According to Jewish tradition as it was written in the ancient texts of the Torah(1) and the Old Testament of the Bible, the Israelites date back to Abraham, who grew up in Mesopotamia. Sometime between 2400 and 1600 BCE, Abraham and his wife, Sarah, moved to Canaan, where Jerusalem was built. Historians have deduced that Jews began settling Jerusalem around 1738 BCE [more than 3750 years ago]. That was during the Bronze Age. That was also the time the name Canaan appears in writing to refer to the area. By the 12th century BCE [1100s], the name disappears, except in religious texts, and the area was considered part of Phoenicia. The Hebrew alphabet and Phoenician alphabet are close cousins.
During Abraham and Sarah’s lifetimes, the Hebrew/Phoenician writing system was in its infant stages. Simple shepherds like Abraham did not learn how to read and write. He could not leave accurate written records about his life and thoughts. That is why historians do not know for certain when Abraham’s birthday was, what year he got married, or when he died.

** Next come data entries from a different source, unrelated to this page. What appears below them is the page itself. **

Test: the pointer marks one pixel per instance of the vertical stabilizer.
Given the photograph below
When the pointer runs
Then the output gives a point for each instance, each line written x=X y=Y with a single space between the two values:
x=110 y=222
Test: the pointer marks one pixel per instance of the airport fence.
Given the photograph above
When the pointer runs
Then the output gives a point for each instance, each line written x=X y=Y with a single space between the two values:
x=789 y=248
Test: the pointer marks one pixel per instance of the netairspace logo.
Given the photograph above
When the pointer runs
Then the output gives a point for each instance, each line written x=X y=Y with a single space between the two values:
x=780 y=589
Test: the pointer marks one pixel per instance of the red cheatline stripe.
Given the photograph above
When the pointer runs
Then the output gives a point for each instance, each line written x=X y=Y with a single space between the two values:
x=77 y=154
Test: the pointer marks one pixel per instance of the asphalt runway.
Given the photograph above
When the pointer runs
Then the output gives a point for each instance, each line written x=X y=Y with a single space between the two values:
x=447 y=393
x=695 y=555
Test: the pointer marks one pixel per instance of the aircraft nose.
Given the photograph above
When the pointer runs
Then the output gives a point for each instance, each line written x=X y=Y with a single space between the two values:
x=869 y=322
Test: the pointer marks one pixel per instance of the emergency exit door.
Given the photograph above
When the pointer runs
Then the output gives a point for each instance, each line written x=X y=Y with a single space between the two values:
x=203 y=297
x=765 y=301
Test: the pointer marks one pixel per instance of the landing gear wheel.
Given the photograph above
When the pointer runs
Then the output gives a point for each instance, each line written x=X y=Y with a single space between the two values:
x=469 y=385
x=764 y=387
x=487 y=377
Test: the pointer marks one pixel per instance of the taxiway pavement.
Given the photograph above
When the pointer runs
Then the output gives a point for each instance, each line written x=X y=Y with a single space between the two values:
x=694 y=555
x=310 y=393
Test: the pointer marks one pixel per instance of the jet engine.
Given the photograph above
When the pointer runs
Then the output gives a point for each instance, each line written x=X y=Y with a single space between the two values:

Just like the Celtic druids, Hebrews passed their stories from one generation to the next by rote [word of mouth and from memory]. That is how they remembered such things as the Great Flood and the building of the Tower of Babylon. A man was honored for his accurate memory in those days. Biblical scholars believe the first versions of the Torah were written between 600 and 400 BCE.
Abraham, Isaac, and Jacob
The borders of Canaan were defined in the Bible’s books of Numbers and Ezekiel as extending from Phoenicia [modern-day Lebanon] southward to “the Brook of Egypt,” eastward to the Jordon River Valley, and westward to the Mediterranean Sea. Today, the area includes the countries of Lebanon, Syria, Jordon, Israel, the Palestinian Territories, parts of Cyprus, Turkey, and Iraq.
Abraham had another woman living with him beside his wife Sarah, a concubine named Hagar. In those days – and in many Muslim societies today – it was acceptable for men to procreate [have babies] with more than one woman. The men were required to take good care of their concubines as well as their wives, since women were not, by law, able to provide for themselves. Abraham and Hagar had a son together they named Ishmael. It took many more years for Abraham’s wife, Sarah, to conceive. According to the book called Genesis in the Bible, God intervened to make this to happen. Sarah bore Abraham a son they named Isaac. Isaac was the Hebrew word for laughing. Abraham and Sarah were very happy to finally have a baby together.
But, once Sarah had her own baby, she did not want Hagar around. Wives had more clout in their family than concubines did. To appease Sarah, Abraham asked Hagar to leave the tribe.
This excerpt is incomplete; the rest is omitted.